Bühnentechnische Rundschau 2/2011, Seite 44ff

“Licht ist das Urmedium”
Die Kuratorin Bettina Pelz über die Bedeutung des Lichts für unsere Wahrnehmung im Gepräch mit Herbert Cybulska

„Wer Licht versteht, sieht und versteht mehr von der Welt.“ Fasziniert von der grundlegenden Relevanz des Mediums Licht für Weltanschauung und -verständnis entwickelt und realisiert Bettina Pelz seit zehn Jahren Ausstellungskonzepte, die sich dadurch auszeichnen, dass Licht immer ein zentrales Thema ist. In einer inter-disziplinären Denk- und Arbeitsweise lotet sie das Thema Licht in vielfältigen Ausstellungsereignissen aus, die vor allem im öffentlichen Raum verortet sind. Darüber, über unsere individuelle Wahrnehmung und viele verwandte Fragen sprach sie mit dem Lichtgestalter Herbert Cybulska.

HC: Wenn wir von Farben und Licht sprechen, sprechen wir über Wahrnehmung, über den Vorgang des Sehens. Seit einigen Jahren wissen wir, dass unser Auge nur zu einem kleinen Teil zum Sehvorgang beiträgt. Noch weniger ist es eine Kamera, die ein Bild auf der Netzhaut projiziert, das vom Hirn des Menschen „gescannt“ wird. Vielmehr „triggert“ das Auge die Bibliothek an, die wir in den ersten 18 Monaten unseres Lebens fundamental anlegen, um sie dann ein Leben lang zu erweitern. Ist dieser Vorgang in den ersten 18 Lebensmonaten gestört, können wir nie sehen, weil wir die Signale der Augen nicht interpretieren können. Wir sehen also wesentlich das, was wir zu sehen gelernt haben. Was heißt das für die Kunst?

BP: Sehen lernen ist ein schönes Stichwort, d.h. in der Auswertung visueller Impulse zu immer neuen Ergebnissen zu kommen, ist aus künstlerischer Perspektive ein sehr interessantes Thema. Licht selbst ist unsichtbar und erst im Zusammenspiel mit reflektierenden Materialien wird es für das Auge sichtbar, d.h. Licht sehen bedeutet immer in Relationen zu sehen und zu denken. Zeit und Raum wird im Licht vermessen, Farbeindrücke modulieren sich entsprechend der Lichtverhältnisse. Aber auch der Zusammenhang von Wahrnehmung, Erinnerung und Bewusstsein ist ein Spannungsfeld, mit dem sich Künstler/innen in vielfältiger Weise auseinandersetzen. Auch die Doppelnatur des Lichts als Teilchen und als Welle, als der materiellen und der immateriellen Sphäre zugehörig, macht es zu einem essentiellen Material künstlerischer Praxis.

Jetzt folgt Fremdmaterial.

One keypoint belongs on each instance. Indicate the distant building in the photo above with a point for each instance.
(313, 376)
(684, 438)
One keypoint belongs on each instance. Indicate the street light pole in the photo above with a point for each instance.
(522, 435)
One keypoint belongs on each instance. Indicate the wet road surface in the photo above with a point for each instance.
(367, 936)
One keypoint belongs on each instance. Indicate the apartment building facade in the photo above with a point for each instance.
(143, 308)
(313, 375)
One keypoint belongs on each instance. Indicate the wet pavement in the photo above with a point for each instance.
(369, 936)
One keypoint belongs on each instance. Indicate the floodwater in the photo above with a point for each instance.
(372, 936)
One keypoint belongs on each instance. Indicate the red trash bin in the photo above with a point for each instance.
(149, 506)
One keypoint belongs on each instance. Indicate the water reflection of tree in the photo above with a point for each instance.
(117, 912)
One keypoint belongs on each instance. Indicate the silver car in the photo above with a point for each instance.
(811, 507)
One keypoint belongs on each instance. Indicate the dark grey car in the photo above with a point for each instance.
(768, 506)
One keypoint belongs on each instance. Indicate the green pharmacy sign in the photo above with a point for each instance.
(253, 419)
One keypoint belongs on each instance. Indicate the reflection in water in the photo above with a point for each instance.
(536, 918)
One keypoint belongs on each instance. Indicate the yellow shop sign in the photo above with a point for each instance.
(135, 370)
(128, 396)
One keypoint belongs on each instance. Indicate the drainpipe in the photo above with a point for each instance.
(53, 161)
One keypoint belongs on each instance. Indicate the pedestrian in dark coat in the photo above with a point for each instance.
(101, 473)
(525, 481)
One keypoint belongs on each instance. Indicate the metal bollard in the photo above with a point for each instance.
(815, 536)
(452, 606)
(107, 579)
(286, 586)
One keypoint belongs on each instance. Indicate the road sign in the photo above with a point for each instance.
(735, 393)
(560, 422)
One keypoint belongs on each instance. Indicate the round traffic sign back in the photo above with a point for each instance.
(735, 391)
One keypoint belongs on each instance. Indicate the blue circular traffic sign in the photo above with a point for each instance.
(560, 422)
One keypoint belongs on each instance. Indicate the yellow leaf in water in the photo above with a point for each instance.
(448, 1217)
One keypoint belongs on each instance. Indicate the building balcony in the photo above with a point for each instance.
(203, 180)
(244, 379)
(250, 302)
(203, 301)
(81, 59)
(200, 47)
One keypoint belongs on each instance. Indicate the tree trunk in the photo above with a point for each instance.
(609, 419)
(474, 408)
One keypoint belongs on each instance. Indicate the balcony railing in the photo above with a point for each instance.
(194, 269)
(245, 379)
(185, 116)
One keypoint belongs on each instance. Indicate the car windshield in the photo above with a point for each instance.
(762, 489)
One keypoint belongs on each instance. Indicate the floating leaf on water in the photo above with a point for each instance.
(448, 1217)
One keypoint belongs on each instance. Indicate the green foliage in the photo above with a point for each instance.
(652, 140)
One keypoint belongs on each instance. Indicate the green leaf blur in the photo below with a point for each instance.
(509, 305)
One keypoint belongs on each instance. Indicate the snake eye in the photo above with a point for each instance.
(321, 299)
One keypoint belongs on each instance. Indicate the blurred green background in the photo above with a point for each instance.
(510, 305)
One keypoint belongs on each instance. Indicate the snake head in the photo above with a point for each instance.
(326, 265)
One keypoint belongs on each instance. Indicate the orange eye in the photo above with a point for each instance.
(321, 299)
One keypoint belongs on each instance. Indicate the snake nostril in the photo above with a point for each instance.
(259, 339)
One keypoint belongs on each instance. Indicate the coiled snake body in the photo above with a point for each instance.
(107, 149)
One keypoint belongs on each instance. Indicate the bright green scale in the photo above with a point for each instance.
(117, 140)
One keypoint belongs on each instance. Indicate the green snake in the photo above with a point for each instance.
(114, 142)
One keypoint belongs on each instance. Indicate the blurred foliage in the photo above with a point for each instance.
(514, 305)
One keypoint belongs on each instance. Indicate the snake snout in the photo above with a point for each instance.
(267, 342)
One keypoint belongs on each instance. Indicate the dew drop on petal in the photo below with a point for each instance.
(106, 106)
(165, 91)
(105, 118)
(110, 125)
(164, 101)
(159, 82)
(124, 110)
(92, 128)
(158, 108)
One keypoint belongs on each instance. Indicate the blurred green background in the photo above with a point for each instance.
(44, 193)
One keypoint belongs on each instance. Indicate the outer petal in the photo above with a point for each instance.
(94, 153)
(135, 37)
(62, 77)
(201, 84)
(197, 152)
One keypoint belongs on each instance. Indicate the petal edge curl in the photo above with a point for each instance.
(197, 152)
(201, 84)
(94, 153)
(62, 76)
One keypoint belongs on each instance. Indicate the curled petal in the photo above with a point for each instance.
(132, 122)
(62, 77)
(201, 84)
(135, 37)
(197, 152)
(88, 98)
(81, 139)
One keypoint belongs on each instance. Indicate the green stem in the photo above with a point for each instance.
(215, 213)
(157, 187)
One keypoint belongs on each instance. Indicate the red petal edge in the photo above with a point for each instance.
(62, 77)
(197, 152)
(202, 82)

HC: Aber Licht wirkt auf uns vor allem sehr schnell, sehr direkt, sehr emotional. Es geht direkt ins Herz. Wir fühlen, wir spüren gleich etwas.

BP: Auch ein gutes Stichwort. Ich betrachte Emotionen als komprimierte, als verschlüsselte Erfahrungen. Wir sammeln Erfahrungen, sortieren sie und legen sie auch im Archiv der Emotionen ab. Im Erleben können diese angestoßen werden und fließen in die aktuelle Erfahrung als Erinnerung ein. Oft ist die Emotion schneller als die bewusste Erinnerung und formatiert die Wahrnehmung bevor das reflexive Moment einsetzen kann. In der Kunstbetrachtung spielt Emotion oft eine große Rolle, wo ein Bild oder Werk einen Betrachter „anspricht“ – vielleicht auch ohne das er genau versteht warum, entsteht ein Moment, der vielleicht dazu verführt, sich Zeit zu nehmen, zu betrachten und sich zu vertiefen. Und dann haben Sehen und Verstehen eine Chance andere als die vertrauten Wege einzuschlagen.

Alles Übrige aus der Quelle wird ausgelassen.